Gizelle Smith & The Mighty Mocambos – Golden Girl Of
Funk (Mocambo Records)
Une ténébreuse chanteuse à la voix profondément soul et dont
l'âme est résolument funk entre dans l'arène du groove de haut vol avec un
album bluffant intitulé Golden Girl Of Funk. Gizelle Smith, accompagnée de
l'excellent combo allemand The Mighty Macombos, nous offre un opus
énergiquedéfinitivement funky soul,
fait à l'ancienne mais sans faute de goût. Propre et dans la plus pure
tradition de ses sonorités intemporelles que la Motown et consœurs ont fait
éclore il y a 50 ans, ce magnifique opus s'inscrit dans cette quête
exploratrice qu'ont lancé les Divas Nicole Willis et Sharon Jones, à la
recherche du feu sacré Gizelle a en effet trouvé sa voix en restant pure,
fidèle et respectueuse. Sans rien cacher, cette sublime ebony woman affirme et
revendique ses racines dans 12 titres efficaces et ravageurs qui n'ont qu'un
but: user le parquet du dancefloor et défriser les perruques afro. Semblant
sortir de la B.O. d'un Tarantino du temps de Jackie Brown, Golden Girl Of Funk
est une galette rafraîchissante et jouissive, le premier morceau Working Woman
a déjà été remixé par le grand Kenny Dope et l'on sait d'avance que la sister
of funk connaîtra un franc succés auprès des aficionados du son vintage, pêchu
et sensuel du raw funk.
Gerald Clayton – Two-Shade (Universal Music Jazz France)

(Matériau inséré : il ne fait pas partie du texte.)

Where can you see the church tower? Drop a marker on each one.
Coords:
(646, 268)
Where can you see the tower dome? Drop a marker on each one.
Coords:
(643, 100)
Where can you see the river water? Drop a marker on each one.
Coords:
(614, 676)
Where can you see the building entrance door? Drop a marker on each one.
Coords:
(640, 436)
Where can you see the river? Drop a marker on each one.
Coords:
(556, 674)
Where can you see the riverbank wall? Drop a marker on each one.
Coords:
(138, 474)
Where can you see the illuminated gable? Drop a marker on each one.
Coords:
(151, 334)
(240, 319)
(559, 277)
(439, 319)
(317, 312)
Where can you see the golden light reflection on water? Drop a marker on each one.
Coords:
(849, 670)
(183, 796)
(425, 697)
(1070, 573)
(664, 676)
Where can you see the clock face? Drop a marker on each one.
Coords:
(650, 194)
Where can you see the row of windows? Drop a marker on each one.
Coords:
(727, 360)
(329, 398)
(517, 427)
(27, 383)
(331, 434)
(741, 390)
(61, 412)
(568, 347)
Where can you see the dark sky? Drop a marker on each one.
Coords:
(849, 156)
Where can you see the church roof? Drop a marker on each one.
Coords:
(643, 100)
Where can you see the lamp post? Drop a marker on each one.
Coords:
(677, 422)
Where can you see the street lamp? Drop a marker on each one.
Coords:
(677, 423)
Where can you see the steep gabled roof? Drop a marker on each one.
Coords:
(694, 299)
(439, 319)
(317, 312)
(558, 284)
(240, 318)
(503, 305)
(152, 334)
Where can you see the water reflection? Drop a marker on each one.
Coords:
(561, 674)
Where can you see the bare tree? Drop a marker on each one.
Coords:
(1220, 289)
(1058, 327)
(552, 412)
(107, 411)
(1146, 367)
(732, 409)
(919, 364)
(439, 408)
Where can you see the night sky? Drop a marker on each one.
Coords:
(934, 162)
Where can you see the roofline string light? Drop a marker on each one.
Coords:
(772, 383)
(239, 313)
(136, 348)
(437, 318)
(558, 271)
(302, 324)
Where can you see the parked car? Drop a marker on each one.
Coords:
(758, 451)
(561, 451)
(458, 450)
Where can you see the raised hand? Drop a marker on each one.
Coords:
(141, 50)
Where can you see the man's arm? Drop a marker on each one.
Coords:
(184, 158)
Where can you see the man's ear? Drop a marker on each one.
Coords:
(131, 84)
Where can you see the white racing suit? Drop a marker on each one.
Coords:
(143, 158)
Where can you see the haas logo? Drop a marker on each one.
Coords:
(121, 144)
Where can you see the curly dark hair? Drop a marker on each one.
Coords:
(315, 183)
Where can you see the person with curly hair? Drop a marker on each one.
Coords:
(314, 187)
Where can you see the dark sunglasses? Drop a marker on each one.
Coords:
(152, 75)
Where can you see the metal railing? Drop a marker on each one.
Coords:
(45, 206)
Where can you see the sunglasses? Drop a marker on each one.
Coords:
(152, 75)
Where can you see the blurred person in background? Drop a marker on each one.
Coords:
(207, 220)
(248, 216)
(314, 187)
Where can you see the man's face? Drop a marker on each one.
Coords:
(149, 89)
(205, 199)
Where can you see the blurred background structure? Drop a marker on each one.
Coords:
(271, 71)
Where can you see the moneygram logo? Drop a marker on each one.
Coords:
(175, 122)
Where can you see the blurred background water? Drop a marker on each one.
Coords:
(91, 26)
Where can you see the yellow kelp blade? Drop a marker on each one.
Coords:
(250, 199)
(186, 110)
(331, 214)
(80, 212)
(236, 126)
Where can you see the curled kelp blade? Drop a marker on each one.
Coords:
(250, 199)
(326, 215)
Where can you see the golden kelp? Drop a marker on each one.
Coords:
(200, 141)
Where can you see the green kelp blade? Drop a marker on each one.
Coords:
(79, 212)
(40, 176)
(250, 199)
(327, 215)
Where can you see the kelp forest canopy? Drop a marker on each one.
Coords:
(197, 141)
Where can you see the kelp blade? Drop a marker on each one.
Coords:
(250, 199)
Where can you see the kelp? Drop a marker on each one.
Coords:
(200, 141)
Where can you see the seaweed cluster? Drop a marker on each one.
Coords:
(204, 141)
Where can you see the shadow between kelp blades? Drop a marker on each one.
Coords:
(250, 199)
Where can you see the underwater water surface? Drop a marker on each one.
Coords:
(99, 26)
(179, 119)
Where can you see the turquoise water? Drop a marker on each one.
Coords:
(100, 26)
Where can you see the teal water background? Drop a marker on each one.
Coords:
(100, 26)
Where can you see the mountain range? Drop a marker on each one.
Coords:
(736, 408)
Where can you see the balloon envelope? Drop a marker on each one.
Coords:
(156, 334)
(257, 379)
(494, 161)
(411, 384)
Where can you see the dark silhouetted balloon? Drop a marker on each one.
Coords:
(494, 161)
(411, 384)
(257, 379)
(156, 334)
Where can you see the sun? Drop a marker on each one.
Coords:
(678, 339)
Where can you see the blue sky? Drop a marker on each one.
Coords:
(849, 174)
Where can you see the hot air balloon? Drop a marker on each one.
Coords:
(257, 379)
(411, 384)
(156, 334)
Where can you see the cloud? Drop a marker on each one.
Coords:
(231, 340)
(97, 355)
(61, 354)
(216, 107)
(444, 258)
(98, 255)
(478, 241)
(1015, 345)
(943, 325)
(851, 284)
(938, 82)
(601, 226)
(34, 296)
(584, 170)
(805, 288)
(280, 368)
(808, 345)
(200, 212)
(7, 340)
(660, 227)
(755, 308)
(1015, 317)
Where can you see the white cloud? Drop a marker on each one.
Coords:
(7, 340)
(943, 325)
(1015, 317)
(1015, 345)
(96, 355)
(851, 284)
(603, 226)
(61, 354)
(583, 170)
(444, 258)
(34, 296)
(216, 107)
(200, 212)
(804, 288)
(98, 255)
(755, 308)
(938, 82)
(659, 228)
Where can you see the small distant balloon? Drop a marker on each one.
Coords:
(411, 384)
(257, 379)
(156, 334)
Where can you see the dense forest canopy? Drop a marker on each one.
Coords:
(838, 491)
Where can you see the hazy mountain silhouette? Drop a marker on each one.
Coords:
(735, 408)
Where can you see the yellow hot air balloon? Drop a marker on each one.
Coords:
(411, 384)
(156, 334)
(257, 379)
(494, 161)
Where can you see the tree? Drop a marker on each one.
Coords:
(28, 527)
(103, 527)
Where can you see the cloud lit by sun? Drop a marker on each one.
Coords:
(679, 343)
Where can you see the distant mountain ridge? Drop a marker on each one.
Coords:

À 25 ans seulement, Gerald Clayton, digne fils du Grand
contrebassiste John Clayton, sort un classieux premier opus intitulé Two-Shade.
Né dans le jazz, le piano s'impose à lui dès ses 10 ans. Formé par la crème
made in U.S (Kenny Baron ou encore Monty Alexander), son jeu est l'expression
d'une certaine idée de beauté découlant de l'alchimie entre pureté et
simplicité d'un côté puis complexité et métissage de l'autre. En trio, avec le
batteur Justin Brown et l'excellent bassiste Joe Sanders, Gerald interprète ses
propres compositions et deux standards dont le très intimiste Con Alma de Dizzy
Gillespie. Ouvrant son Two-Shade avec un Boogablues très groovy, son passage
dans le RH Factor et l'influence de Roy Hargrove se font ressentir dès les
premières notes et Two Heads One Pillow vient conforter cette première
impression avec entre autre une ritournelle à la basse enivrante et
terriblement efficace. Séduire et intéresser sont deux maîtres-mots dans la démarche
du jeune artiste qui, cherchant sa voie trouve sa voix dans la coexistence
vivante et intense qu'il établie entre l'héritage des grands maîtres et
l'innovation du prodige. Se positionnant lui-même à la croisée des chemins,
entre jazz East Coast et West Coast, New-York (son fief) et plus
particulièrement Harlem lui prodigue inspiration et énergie...Gerald Clayton
s'installe pour durer et il est sans nul doute une valeur sûre à suivre de très
près.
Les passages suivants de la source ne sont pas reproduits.